Elena doesn't spend too much time thinking about him; she knows that if she started, she'd never stop. Elijah strikes her as the type of guy that a girl could lose herself in, and she vows that she will not let him do that to her. And somewhere along the way, she even manages to convince herself that he hasn't already done so.
If she did think about it, she'd decide that her not thinking too much about him is exactly what led her into this mess in the first place. Because, had she thought about what she was doing, had she bothered to analyze her actions, she'd of realized how monumentally stupid it was for her to let him anywhere near her.
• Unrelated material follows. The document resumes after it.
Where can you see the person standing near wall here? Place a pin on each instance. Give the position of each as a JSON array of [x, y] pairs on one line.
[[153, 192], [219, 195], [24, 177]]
But, because she doesn't allow herself to think when she's around him, she doesn't tell him to leave when he comes in her room, doesn't tell him to stop when he kisses her, doesn't tell him how wrong it is when he's taking her clothes off. A part of her doesn't care that it's wrong. A part of her likes the wrongness of it all because it is exactly who she once was, before Stefan and Damon and vampires and car crashes and dead parents. Before life became a fight for survival. (And maybe she feels he's her last real vestige of protection, because he's the only thing keeping her from being sacrificed by Klaus.)
When she's with Stefan, she keeps the memories of Elijah locked safely in a corner of her mind where Stefan can't touch and when she's with Damon, she makes sure the walls are up extra high. She suspects Caroline knows because she sees the looks the blonde shoots her, a mixture of jealousy, disgust, and satisfaction.
Then Elijah will visit and nothing else will matter because he pushes everything from her mind until it's just him; and she refuses to think about him, so she's a blank canvas he can mold and paint whatever he wants on, and she lets him because...
To be honest, she's not sure why she lets him. There's something about him that seeps into every pore of her human body, practically ingrains itself in her DNA. Like a drug, she's hooked and she's not sure why and she's not sure she wants to know anyway.
So she doesn't spend much time thinking about him. She avoids his eyes, focusing way too much attention on his mouth instead, and vows never to let herself get lost in him.